K Street eager for debt fight to end
K Street is ready for the debt-ceiling saga to end.
Forced mostly to the sidelines by the backroom maneuvering over the debt limit, lobbyists are eager for Congress to return to normal legislative work. Many anticipate an increase in business once the crisis is resolved.
{mosads}“Everybody in the country is anxious for the debt talks to end,” Hogan Lovells partner Mike House told The Hill. “We need to get this resolved not just for lobbying business, but for the corporate and everything else. I mean, we’re like every business in America.”
The ever-shrinking window of opportunity for moving legislation through Congress is making downtown firms pine for normalcy. With delayed bills piling up, lobbyists are having a hard time figuring out what to focus on.

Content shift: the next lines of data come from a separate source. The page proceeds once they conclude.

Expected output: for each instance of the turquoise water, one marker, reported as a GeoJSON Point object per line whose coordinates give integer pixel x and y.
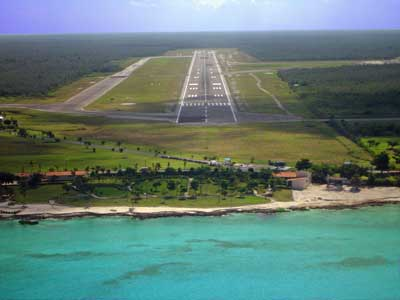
{"type": "Point", "coordinates": [351, 254]}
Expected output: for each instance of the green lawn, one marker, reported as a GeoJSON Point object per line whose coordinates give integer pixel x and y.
{"type": "Point", "coordinates": [283, 196]}
{"type": "Point", "coordinates": [287, 141]}
{"type": "Point", "coordinates": [251, 98]}
{"type": "Point", "coordinates": [277, 65]}
{"type": "Point", "coordinates": [378, 145]}
{"type": "Point", "coordinates": [44, 193]}
{"type": "Point", "coordinates": [69, 90]}
{"type": "Point", "coordinates": [20, 154]}
{"type": "Point", "coordinates": [155, 87]}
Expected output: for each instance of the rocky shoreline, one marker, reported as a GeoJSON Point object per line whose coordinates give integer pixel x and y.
{"type": "Point", "coordinates": [154, 213]}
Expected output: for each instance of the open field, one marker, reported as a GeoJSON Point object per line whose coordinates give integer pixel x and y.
{"type": "Point", "coordinates": [252, 99]}
{"type": "Point", "coordinates": [155, 87]}
{"type": "Point", "coordinates": [348, 91]}
{"type": "Point", "coordinates": [278, 65]}
{"type": "Point", "coordinates": [69, 90]}
{"type": "Point", "coordinates": [290, 141]}
{"type": "Point", "coordinates": [390, 145]}
{"type": "Point", "coordinates": [32, 155]}
{"type": "Point", "coordinates": [44, 193]}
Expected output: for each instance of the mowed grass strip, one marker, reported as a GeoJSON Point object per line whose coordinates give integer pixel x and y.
{"type": "Point", "coordinates": [261, 142]}
{"type": "Point", "coordinates": [284, 141]}
{"type": "Point", "coordinates": [273, 66]}
{"type": "Point", "coordinates": [71, 89]}
{"type": "Point", "coordinates": [250, 98]}
{"type": "Point", "coordinates": [29, 155]}
{"type": "Point", "coordinates": [155, 87]}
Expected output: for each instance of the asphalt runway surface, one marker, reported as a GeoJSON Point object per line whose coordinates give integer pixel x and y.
{"type": "Point", "coordinates": [205, 97]}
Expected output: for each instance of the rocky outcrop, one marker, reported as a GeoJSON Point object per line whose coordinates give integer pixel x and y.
{"type": "Point", "coordinates": [293, 206]}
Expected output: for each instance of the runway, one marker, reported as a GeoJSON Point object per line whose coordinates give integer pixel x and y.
{"type": "Point", "coordinates": [205, 96]}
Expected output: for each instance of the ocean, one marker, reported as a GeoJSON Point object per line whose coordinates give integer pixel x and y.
{"type": "Point", "coordinates": [332, 255]}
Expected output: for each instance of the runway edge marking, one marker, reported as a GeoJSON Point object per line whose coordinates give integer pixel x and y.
{"type": "Point", "coordinates": [227, 92]}
{"type": "Point", "coordinates": [185, 86]}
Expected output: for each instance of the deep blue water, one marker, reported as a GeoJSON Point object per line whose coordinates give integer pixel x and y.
{"type": "Point", "coordinates": [343, 255]}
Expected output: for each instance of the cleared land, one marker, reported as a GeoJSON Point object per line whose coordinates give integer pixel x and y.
{"type": "Point", "coordinates": [390, 145]}
{"type": "Point", "coordinates": [155, 87]}
{"type": "Point", "coordinates": [244, 66]}
{"type": "Point", "coordinates": [290, 142]}
{"type": "Point", "coordinates": [251, 98]}
{"type": "Point", "coordinates": [44, 193]}
{"type": "Point", "coordinates": [69, 90]}
{"type": "Point", "coordinates": [32, 155]}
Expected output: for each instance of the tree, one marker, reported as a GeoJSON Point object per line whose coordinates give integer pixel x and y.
{"type": "Point", "coordinates": [23, 187]}
{"type": "Point", "coordinates": [34, 180]}
{"type": "Point", "coordinates": [393, 144]}
{"type": "Point", "coordinates": [194, 184]}
{"type": "Point", "coordinates": [381, 161]}
{"type": "Point", "coordinates": [303, 164]}
{"type": "Point", "coordinates": [171, 185]}
{"type": "Point", "coordinates": [22, 133]}
{"type": "Point", "coordinates": [356, 181]}
{"type": "Point", "coordinates": [6, 178]}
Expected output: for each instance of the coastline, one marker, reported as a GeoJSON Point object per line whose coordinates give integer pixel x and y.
{"type": "Point", "coordinates": [315, 197]}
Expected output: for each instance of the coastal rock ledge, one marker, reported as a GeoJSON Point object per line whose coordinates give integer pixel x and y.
{"type": "Point", "coordinates": [316, 197]}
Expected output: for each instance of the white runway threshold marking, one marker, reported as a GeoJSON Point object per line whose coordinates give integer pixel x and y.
{"type": "Point", "coordinates": [221, 99]}
{"type": "Point", "coordinates": [186, 86]}
{"type": "Point", "coordinates": [228, 94]}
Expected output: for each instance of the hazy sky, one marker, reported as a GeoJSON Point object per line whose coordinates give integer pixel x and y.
{"type": "Point", "coordinates": [71, 16]}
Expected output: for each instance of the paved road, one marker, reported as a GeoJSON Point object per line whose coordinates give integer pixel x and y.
{"type": "Point", "coordinates": [205, 96]}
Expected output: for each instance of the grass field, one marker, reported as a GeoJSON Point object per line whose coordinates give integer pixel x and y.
{"type": "Point", "coordinates": [273, 66]}
{"type": "Point", "coordinates": [390, 145]}
{"type": "Point", "coordinates": [250, 98]}
{"type": "Point", "coordinates": [25, 154]}
{"type": "Point", "coordinates": [44, 193]}
{"type": "Point", "coordinates": [69, 90]}
{"type": "Point", "coordinates": [155, 87]}
{"type": "Point", "coordinates": [289, 142]}
{"type": "Point", "coordinates": [283, 195]}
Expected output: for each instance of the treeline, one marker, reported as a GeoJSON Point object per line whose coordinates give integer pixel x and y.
{"type": "Point", "coordinates": [35, 65]}
{"type": "Point", "coordinates": [362, 90]}
{"type": "Point", "coordinates": [371, 129]}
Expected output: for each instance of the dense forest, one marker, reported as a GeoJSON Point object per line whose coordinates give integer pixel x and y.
{"type": "Point", "coordinates": [34, 65]}
{"type": "Point", "coordinates": [362, 90]}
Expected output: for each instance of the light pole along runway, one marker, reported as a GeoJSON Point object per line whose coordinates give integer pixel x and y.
{"type": "Point", "coordinates": [205, 96]}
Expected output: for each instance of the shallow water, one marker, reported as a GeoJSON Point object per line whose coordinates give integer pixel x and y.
{"type": "Point", "coordinates": [349, 254]}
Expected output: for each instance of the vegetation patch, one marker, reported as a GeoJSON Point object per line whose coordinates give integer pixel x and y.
{"type": "Point", "coordinates": [349, 91]}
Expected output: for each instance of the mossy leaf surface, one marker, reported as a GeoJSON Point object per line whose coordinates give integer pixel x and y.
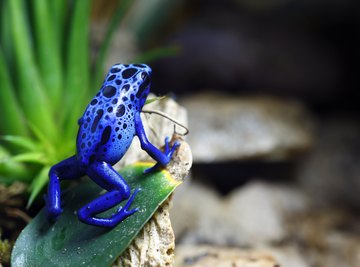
{"type": "Point", "coordinates": [68, 242]}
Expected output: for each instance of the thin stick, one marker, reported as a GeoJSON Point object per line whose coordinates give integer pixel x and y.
{"type": "Point", "coordinates": [169, 118]}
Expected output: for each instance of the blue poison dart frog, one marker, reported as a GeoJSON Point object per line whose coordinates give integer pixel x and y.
{"type": "Point", "coordinates": [106, 130]}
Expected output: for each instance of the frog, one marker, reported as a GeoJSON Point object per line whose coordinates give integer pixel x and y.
{"type": "Point", "coordinates": [106, 130]}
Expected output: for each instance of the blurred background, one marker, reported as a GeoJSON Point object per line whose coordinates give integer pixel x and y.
{"type": "Point", "coordinates": [271, 90]}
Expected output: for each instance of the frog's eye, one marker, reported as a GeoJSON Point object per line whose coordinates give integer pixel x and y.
{"type": "Point", "coordinates": [144, 85]}
{"type": "Point", "coordinates": [128, 73]}
{"type": "Point", "coordinates": [145, 77]}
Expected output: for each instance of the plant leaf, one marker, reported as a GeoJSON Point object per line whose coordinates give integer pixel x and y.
{"type": "Point", "coordinates": [156, 53]}
{"type": "Point", "coordinates": [12, 121]}
{"type": "Point", "coordinates": [11, 170]}
{"type": "Point", "coordinates": [119, 14]}
{"type": "Point", "coordinates": [20, 141]}
{"type": "Point", "coordinates": [68, 242]}
{"type": "Point", "coordinates": [76, 65]}
{"type": "Point", "coordinates": [31, 157]}
{"type": "Point", "coordinates": [148, 101]}
{"type": "Point", "coordinates": [32, 94]}
{"type": "Point", "coordinates": [38, 184]}
{"type": "Point", "coordinates": [48, 50]}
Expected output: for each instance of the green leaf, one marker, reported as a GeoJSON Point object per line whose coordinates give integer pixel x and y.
{"type": "Point", "coordinates": [120, 12]}
{"type": "Point", "coordinates": [48, 50]}
{"type": "Point", "coordinates": [148, 101]}
{"type": "Point", "coordinates": [20, 141]}
{"type": "Point", "coordinates": [68, 242]}
{"type": "Point", "coordinates": [77, 65]}
{"type": "Point", "coordinates": [11, 170]}
{"type": "Point", "coordinates": [12, 121]}
{"type": "Point", "coordinates": [31, 157]}
{"type": "Point", "coordinates": [156, 53]}
{"type": "Point", "coordinates": [31, 93]}
{"type": "Point", "coordinates": [38, 184]}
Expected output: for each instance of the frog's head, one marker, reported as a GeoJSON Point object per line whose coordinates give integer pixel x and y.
{"type": "Point", "coordinates": [132, 80]}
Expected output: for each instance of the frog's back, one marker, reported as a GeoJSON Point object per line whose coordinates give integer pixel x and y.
{"type": "Point", "coordinates": [107, 127]}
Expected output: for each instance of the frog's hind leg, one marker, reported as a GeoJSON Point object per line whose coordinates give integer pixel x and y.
{"type": "Point", "coordinates": [65, 170]}
{"type": "Point", "coordinates": [118, 190]}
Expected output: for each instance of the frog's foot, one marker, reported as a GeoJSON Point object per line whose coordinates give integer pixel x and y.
{"type": "Point", "coordinates": [124, 211]}
{"type": "Point", "coordinates": [102, 203]}
{"type": "Point", "coordinates": [53, 210]}
{"type": "Point", "coordinates": [168, 154]}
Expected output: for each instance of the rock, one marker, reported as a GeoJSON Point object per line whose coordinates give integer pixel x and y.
{"type": "Point", "coordinates": [245, 127]}
{"type": "Point", "coordinates": [201, 256]}
{"type": "Point", "coordinates": [253, 215]}
{"type": "Point", "coordinates": [154, 246]}
{"type": "Point", "coordinates": [331, 173]}
{"type": "Point", "coordinates": [259, 211]}
{"type": "Point", "coordinates": [327, 237]}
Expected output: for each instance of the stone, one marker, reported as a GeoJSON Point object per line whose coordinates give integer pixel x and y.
{"type": "Point", "coordinates": [255, 214]}
{"type": "Point", "coordinates": [331, 172]}
{"type": "Point", "coordinates": [155, 244]}
{"type": "Point", "coordinates": [239, 128]}
{"type": "Point", "coordinates": [203, 256]}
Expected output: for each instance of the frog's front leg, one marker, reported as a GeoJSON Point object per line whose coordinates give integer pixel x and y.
{"type": "Point", "coordinates": [162, 158]}
{"type": "Point", "coordinates": [118, 190]}
{"type": "Point", "coordinates": [65, 170]}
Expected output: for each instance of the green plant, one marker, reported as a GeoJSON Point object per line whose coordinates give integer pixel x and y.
{"type": "Point", "coordinates": [68, 242]}
{"type": "Point", "coordinates": [46, 80]}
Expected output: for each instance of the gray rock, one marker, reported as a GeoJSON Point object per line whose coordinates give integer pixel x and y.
{"type": "Point", "coordinates": [155, 244]}
{"type": "Point", "coordinates": [331, 173]}
{"type": "Point", "coordinates": [245, 127]}
{"type": "Point", "coordinates": [203, 256]}
{"type": "Point", "coordinates": [253, 215]}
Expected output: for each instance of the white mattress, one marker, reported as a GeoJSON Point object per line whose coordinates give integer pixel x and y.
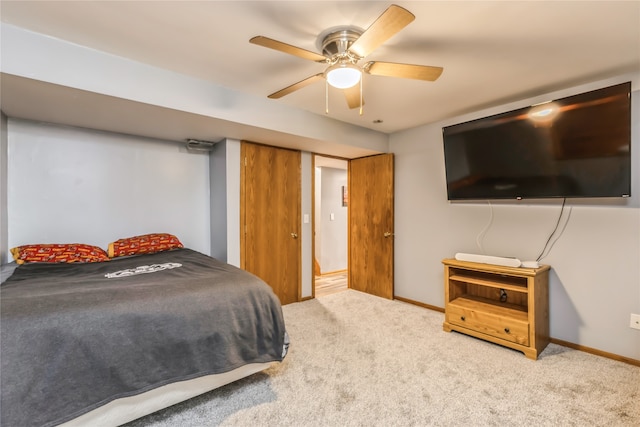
{"type": "Point", "coordinates": [121, 411]}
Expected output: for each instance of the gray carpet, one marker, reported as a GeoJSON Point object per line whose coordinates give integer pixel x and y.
{"type": "Point", "coordinates": [359, 360]}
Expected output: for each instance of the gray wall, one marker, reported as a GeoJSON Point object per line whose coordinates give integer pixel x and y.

“A lot of initiatives that we’re working, the markups have been delayed or initiatives have been delayed,” House said. “It’s not business as normal and it won’t be until they get it resolved.”
The switch to divided government this year has also put a damper on the lobbying industry. Most of the top firms have reported revenue decreases when compared to this point last year, when there was flurry of activity on healthcare and financial industry reforms.
K Street sources interviewed by The Hill said the sandwich effect of the debt-ceiling talks and the 2012 election cycle gives Congress only a few months to pick up the pace and pass legislation. Once election season arrives, all bets are off for anything moving through Congress.
Marc Lampkin, a senior Republican strategist at Quinn Gillespie & Associates, said presidential election years are usually the toughest time for lobbying firms to pick up new business.
“This year I think has been more like a presidential [election] year because there have been so many macro-level issues that have sucked the energy out of the congressional calendar,” Lampkin said. “Because they’ve spent so much time fighting two or three big issues and not enough time on smaller issues.”
Even though most lobbying firms aren’t worried about their business weathering the storm, many of their clients are.
“I’m aware and our clients are aware of the [dangers of predicting the future], but they don’t have the luxury of not making choices,” said Nick Allard, a partner at Patton Boggs. “The uncertainty of the future is putting a premium on expert advice more so than ever before.”
The cloudy picture for legislation has also brought uncertainty for lobby firms, which are waiting to see how much business rebounds in the fall. House, of Hogan Lovells, doesn’t think the increase will be dramatic, though he says there is a lot of “pent-up demand on moving a number of issues.”
“At this point you don’t have a large piece of legislation that is out there,” House told The Hill. “You have other things on the horizon, but there is not a lot of major legislative initiatives that are moving at the present.”
If a deficit-reduction plan leads to a major restructuring of the tax code, though, there will be plenty of business to go around.
“We have a wonderful battle coming up regarding who pays and who doesn’t,” Venable Partner Tom Quinn said of tax reform. “There’s going to be an avalanche of activity when they start [examining] loopholes. There are no easy loopholes [to close]; otherwise they would have been found in the last 30 years. It’s going to be excruciating.”
Allard said the question isn’t whether comprehensive tax reform will be debated this year, but whether “it’s a 2012 or a 2013 issue.” With the House Republican majority, it will be difficult to pass any reform legislation that raises additional tax revenues, he said.
Lobbyists say the implementation of a debt-ceiling agreement could also spill over into the rest of the year, depending on the details of the final bill.
“I don’t think there’s enough time to work out all the details,” Allard said, referring to work after a deal is passed. “So there will be follow-up legislation and some of the things proposed, some of the packages, you know, like Fannie and Freddie reform, [that’s] major legislative work that remains to be done to fill in the details.”
Lobbyists also mentioned the pending trade deals, entitlement reform, Dodd-Frank and implementation of the healthcare law as issues that could soon be back in play.
But they acknowledged they are reading the tea leaves like everyone else.
“If you try to make your living with a crystal ball, you sometimes have to eat glass,” Allard said.